Publication: GRL; HAO Author: Astrid Maute; Authors as listed in article: J.D. Huba, R. Heelis, and A. Maute

The NASA Ionosphere Connection explorer was launched in October 2019 with the goal of understanding the transition from Earth's atmosphere to space by measuring key quantities at low latitudes. On 23 December 2019, the Ion Velocity Meter (IVM) instrument on the ICON satellite measured large depletions in the O+ density and downward drifts in the post-midnight/pre-sunset time sector. Interestingly, the H+ density was not depleted during this time and remained relatively uniform.

Comparison of observations (black squares) to SAMI3/WACCM-X results (red crosses)

Comparison of observations (black squares) to SAMI3/WACCM-X results (red crosses) (a) electron density, (b) H+ density, (c) O+ density, (d) O+ temperature, and (e) the vertical ExB velocity as a function of solar local time.

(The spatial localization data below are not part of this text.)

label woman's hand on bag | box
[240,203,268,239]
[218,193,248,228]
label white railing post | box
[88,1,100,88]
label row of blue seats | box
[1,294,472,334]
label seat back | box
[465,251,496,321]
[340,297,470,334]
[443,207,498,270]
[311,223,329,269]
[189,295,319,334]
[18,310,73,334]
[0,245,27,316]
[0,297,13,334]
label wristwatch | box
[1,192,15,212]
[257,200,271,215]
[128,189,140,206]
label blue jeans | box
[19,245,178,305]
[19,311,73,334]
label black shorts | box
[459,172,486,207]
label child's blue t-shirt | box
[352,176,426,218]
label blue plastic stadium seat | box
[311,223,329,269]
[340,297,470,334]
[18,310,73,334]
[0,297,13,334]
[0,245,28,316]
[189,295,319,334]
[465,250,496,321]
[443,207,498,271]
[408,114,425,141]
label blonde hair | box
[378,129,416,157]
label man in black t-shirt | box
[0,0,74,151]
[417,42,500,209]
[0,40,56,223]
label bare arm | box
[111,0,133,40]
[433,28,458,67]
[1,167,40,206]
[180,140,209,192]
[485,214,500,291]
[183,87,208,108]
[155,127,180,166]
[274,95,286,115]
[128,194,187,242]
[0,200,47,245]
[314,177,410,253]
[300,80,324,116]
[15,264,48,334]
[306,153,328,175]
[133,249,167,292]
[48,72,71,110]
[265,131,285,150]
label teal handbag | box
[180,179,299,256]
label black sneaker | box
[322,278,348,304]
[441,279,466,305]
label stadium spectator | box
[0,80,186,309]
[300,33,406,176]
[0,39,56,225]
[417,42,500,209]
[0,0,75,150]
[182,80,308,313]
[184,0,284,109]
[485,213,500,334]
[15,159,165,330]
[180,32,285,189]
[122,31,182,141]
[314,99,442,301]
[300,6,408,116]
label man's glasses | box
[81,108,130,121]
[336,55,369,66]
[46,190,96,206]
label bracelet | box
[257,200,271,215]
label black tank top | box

To understand the observation, we employ data/model comparison using the ionosphere/plasmasphere code SamI3 is Another Model of the Ionosphere (SAMI3) with neutral wind, density, temperature inputs from Thermosphere-Ionosphere-Electrodynamics General Circulation Model (TIEGCM) and Whole Atmosphere Community Climate Model eXtended (WACCM-X). We find that both the SAMI3/WACCM-X and SAMI3/TIEGCM results captured the post-midnight O+ density depletion but that the SAMI3/WACCM-X results were in better agreement with the IVM observations overall. During the solar minimum conditions the transition altitude (~500 km) from O+ to H+ dominance is mostly below the ICON satellite (~575 km) and therefore the prevailing downward drift leads to larger depletion in O+ density which is much smaller at these altitudes than H+ density with a larger scale height.